Pharmacokinetics of Novel Dipeptide Ester Prodrugs of Acyclovir after Oral Administration: Intestinal Absorption and Liver Metabolism

Division of Pharmaceutical Sciences, School of Pharmacy, University of Missouri-Kansas City, Kansas City, Missouri

The amino acid prodrug of acyclovir (ACV), valacyclovir (VACV), is an effective antiherpetic drug. Systemic availability of ACV in humans is 3 to 5 times higher after oral administration of VACV. Enhanced bioavailability of VACV has been attributed to its carrier-mediated intestinal absorption via hPEPT1 peptide transporter followed by rapid and complete conversion to ACV. An earlier report suggested that the dipeptide ester prodrugs of ACV possess high affinity toward the intestinal oligopeptide transporter hPEPT1 and therefore seem to be promising candidates in the treatment of oral herpes virus infections. In the present study, we have examined the bioavailability of a series of dipeptide prodrugs of ACV after oral administration in Sprague-Dawley rats with cannulated jugular and portal veins. The area under plasma-concentration time curves expressed as minutes microgram milliliter^-1 for total concentration of VACV (208.4 ± 41.2), and the dipeptide prodrugs Gly-Val-ACV (GVACV) (416.1 ± 140.9), Val-Val-ACV (VVACV) (147.7 ± 89.3), and Val-Tyr-ACV (VYACV) (180.7 ± 81.2) were significantly higher than that of ACV (21.2 ± 5.2) upon intestinal absorption.

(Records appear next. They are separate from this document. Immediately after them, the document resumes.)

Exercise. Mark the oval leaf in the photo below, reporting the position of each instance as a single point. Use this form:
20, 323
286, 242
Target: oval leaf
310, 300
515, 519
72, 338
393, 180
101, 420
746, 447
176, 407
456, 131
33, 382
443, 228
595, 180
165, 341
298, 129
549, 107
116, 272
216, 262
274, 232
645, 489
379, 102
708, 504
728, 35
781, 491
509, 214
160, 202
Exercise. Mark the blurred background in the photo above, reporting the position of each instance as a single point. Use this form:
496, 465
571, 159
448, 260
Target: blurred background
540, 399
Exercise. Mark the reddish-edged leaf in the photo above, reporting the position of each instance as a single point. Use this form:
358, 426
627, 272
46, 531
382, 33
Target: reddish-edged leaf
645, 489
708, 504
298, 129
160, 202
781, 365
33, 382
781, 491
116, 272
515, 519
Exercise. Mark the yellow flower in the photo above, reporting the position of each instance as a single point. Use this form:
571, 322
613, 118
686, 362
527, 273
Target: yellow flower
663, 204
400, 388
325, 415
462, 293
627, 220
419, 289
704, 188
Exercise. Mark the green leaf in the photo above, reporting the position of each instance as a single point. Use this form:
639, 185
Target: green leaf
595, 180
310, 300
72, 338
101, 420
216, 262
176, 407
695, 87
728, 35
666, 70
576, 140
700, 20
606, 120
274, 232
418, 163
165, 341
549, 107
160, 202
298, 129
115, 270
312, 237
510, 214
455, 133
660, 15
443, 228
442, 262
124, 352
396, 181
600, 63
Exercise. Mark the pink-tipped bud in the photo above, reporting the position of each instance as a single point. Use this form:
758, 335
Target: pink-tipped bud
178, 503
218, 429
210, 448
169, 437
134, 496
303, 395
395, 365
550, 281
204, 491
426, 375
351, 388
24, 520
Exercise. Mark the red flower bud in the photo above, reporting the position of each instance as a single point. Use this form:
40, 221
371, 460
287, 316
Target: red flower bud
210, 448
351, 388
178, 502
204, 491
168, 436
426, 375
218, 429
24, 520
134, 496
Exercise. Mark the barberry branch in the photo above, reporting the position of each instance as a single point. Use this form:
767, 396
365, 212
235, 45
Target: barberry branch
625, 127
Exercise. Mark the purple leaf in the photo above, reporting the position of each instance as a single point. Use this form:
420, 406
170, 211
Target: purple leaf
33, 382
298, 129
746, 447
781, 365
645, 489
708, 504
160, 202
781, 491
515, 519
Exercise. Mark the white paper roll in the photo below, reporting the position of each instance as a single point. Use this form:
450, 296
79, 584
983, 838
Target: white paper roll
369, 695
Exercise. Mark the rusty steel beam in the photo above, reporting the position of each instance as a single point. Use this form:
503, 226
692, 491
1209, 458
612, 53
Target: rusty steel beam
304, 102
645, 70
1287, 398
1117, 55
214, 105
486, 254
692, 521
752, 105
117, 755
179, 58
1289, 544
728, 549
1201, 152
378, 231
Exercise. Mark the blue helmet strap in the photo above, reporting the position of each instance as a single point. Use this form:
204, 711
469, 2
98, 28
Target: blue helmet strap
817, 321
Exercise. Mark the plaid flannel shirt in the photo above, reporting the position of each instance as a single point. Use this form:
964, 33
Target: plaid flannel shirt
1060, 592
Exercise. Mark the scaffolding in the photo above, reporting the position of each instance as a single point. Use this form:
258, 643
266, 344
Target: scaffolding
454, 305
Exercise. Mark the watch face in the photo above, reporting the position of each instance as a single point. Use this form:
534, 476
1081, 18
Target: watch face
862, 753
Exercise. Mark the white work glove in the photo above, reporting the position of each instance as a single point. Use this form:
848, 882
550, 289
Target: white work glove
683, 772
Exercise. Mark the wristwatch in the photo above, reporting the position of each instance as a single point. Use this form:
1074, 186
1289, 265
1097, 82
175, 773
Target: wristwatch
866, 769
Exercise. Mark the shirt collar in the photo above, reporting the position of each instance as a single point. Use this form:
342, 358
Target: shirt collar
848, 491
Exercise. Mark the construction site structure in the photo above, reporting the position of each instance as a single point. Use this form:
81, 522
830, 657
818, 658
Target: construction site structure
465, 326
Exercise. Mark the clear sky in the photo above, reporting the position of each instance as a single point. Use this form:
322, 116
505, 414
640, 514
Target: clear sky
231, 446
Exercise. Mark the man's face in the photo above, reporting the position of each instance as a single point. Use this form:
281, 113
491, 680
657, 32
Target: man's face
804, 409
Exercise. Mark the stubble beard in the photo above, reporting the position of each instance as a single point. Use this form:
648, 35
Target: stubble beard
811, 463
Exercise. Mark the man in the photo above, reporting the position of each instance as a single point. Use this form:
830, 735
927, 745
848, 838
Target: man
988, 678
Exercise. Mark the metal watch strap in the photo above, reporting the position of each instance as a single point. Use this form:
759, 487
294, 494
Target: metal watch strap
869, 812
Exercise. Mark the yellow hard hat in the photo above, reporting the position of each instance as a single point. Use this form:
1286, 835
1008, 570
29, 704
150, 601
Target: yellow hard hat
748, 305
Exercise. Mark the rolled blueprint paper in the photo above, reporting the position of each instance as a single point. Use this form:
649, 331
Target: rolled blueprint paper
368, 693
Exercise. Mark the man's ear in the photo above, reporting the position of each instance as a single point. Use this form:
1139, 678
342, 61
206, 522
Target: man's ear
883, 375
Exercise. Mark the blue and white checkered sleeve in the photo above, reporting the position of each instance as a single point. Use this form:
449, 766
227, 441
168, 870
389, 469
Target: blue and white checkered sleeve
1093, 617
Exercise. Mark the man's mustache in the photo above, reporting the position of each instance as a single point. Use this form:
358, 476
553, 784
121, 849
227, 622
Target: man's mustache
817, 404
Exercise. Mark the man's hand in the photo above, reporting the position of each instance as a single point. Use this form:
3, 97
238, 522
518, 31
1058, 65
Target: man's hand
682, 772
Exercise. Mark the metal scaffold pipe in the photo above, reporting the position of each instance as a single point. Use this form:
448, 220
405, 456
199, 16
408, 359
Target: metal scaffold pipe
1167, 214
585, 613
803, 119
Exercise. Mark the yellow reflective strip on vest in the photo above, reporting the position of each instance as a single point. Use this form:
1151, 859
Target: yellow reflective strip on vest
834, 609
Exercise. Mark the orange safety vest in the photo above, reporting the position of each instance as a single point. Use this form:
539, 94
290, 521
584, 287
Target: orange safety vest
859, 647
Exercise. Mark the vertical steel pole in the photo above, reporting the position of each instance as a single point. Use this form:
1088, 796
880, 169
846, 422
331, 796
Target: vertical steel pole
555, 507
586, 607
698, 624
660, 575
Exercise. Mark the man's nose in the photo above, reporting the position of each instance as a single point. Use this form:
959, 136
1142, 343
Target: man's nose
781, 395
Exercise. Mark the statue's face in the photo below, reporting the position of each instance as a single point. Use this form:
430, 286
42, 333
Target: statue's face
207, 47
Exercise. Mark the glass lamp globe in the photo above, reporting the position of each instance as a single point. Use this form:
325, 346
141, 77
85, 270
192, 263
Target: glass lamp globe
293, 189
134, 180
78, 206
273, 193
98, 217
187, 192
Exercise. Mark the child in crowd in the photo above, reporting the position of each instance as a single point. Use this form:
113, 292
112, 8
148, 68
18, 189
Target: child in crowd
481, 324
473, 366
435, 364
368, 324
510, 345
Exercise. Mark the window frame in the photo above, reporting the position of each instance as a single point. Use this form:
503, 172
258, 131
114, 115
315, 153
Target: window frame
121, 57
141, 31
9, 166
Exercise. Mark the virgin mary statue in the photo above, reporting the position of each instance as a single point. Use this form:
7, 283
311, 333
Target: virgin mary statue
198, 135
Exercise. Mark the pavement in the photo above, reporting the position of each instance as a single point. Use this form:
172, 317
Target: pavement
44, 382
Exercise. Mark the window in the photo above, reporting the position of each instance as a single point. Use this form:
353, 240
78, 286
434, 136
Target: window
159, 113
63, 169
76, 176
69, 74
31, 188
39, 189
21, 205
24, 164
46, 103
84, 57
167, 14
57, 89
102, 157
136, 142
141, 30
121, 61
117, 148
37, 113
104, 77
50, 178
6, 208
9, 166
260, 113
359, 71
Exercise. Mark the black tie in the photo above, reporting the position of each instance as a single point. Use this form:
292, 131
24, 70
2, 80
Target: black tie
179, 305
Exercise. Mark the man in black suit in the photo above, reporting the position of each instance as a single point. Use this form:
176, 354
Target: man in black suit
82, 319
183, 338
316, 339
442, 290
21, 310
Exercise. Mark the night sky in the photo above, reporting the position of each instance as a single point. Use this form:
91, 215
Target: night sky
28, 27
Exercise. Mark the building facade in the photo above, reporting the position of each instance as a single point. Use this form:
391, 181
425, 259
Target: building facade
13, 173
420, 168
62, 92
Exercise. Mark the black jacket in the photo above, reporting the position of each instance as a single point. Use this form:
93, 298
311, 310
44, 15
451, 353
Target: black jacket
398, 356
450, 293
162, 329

Interestingly, the bioavailability of ACV after administration of GVACV was approximately 2-fold higher than VACV. There was significant metabolism by hepatic first pass effect of the dipeptide prodrugs as evident by the higher levels of ACV obtained after systemic absorption compared with intestinal absorption of GVACV and VVACV. The dipeptide prodrugs of ACV exhibited higher systemic availability of regenerated ACV upon oral administration and thus seem to be promising drug candidates in treatment of genital herpes infections.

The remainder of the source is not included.